Agents are the same. Start with the simplest configuration, forget about complex structures or harnesses, give the basic CLI a chance.

Then gradually add your preferences. How?

Rules

If you don’t want the agent to do something, write it as a rule. Then tell the agent in CLAUDE.md. For example: “Before coding, read coding-rules.md.” Rules can be nested, conditional! If you’re coding, read coding-rules.md; if testing, read coding-test-rules.md; if tests fail, read coding-test-failing-rules.md. You can create arbitrary logical branches for the agent to follow, and Claude (and Codex) will happily follow, as long as it’s clearly specified in CLAUDE.md.

In fact, this is my first practical advice: treat your CLAUDE.md as a logical, nested directory, indicating where to find context under specific scenarios and results. Keep it as concise as possible, only containing “if-then” logic for “where to look for context under what conditions.”

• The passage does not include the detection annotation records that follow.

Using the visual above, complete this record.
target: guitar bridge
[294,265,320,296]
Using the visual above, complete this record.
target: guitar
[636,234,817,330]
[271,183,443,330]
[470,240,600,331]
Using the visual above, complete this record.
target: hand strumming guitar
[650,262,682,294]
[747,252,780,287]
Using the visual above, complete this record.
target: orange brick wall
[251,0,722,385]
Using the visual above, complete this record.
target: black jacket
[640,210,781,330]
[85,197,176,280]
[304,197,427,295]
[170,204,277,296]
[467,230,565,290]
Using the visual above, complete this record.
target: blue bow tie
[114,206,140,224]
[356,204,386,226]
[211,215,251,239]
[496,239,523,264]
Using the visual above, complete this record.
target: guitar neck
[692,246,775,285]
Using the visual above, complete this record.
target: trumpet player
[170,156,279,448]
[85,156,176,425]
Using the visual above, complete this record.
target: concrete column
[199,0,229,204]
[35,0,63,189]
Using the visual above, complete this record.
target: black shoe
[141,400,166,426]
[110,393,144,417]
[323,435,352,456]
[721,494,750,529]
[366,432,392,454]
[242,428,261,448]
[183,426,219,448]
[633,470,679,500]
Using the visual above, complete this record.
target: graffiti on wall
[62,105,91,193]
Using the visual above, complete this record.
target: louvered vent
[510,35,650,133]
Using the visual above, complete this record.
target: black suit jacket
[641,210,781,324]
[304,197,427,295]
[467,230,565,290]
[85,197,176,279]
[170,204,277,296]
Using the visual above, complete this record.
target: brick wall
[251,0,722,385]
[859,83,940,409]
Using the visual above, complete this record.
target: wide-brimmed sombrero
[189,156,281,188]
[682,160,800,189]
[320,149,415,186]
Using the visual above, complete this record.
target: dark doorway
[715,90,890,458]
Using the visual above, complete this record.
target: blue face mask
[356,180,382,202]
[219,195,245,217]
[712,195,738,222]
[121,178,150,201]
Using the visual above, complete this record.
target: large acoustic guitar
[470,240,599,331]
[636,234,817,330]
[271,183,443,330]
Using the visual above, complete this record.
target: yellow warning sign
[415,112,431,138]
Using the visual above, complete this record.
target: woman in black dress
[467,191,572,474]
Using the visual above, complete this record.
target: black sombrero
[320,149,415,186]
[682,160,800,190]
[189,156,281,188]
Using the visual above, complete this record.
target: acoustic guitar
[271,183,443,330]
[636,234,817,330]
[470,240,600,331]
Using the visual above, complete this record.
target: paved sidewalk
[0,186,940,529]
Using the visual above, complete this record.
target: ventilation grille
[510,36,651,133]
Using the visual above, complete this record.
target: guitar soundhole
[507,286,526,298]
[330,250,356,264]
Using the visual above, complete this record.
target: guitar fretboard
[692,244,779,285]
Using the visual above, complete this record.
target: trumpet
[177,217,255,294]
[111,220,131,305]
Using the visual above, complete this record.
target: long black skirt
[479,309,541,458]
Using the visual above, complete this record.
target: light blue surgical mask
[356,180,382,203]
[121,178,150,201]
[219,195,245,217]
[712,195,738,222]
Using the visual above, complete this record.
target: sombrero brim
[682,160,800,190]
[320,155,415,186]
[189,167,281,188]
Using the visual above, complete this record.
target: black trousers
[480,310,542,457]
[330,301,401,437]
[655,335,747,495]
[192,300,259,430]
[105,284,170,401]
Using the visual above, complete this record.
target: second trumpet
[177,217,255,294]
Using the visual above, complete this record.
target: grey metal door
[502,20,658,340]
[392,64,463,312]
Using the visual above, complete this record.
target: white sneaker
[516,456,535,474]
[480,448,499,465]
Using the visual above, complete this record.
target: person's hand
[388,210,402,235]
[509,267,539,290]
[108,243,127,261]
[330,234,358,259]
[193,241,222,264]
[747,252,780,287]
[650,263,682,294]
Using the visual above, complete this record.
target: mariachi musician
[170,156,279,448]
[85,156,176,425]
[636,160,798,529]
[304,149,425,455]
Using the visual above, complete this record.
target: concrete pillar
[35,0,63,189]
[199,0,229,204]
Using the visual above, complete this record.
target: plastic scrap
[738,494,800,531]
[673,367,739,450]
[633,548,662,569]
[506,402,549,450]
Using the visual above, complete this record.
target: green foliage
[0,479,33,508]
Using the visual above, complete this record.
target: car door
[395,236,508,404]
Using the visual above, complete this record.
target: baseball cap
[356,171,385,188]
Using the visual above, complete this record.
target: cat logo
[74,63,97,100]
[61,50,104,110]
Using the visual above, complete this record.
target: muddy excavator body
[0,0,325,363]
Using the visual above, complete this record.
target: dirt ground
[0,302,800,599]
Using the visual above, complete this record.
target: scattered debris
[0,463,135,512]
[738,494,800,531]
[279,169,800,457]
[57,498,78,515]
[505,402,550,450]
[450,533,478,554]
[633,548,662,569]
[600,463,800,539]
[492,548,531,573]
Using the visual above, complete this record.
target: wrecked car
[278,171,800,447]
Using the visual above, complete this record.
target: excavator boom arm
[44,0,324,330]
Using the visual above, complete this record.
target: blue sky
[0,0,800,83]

If you see the agent doing something you disapprove of, add it as a rule, tell the agent to read that rule before doing it again, and it will definitely stop doing it.

Skills

Skills are similar to rules but more about operational steps rather than coding preferences. If you want a certain task to be done in a specific way, embed it into a skill.

People often complain they don’t know how the agent will solve a problem, which feels unsettling. To make it deterministic, have the agent research how it would solve it, then write that plan into a skill file. You’ll see how the agent plans to handle the problem beforehand, and you can correct or improve it before it encounters the real issue.

How do you tell the agent about this skill? Exactly! Write in CLAUDE.md: “When encountering scenario X, read SKILL.md.”

Managing Rules and Skills

You’ll want to keep adding rules and skills. That’s how you give it personality and preferences. Almost everything else is redundant.

Once you do this, your agent will feel like magic. It will “do things your way.” And you’ll finally feel like you “got it” in agent engineering.

Then…

You’ll see performance start to decline again.

What’s going on?!

It’s simple. As you add more rules and skills, they start conflicting, or the agent begins to suffer from severe context bloat. If you need the agent to read 14 markdown files before coding, you’ll face the same problem of useless info piling up.

What to do?

Clean up. Let your agent “do a spa,” consolidate rules and skills, and eliminate contradictions by updating your preferences.

Then it will feel like magic again.

That’s the secret. Keep it simple, use rules and skills, treat CLAUDE.md as a directory, and mind their context and design limitations carefully.

Be Responsible for Results

Today, there’s no perfect agent. You can delegate a lot of design and implementation work to it, but you need to be responsible for the results.

So, be cautious… and enjoy it!

Playing with future toys (while obviously using them for serious work) is a joy!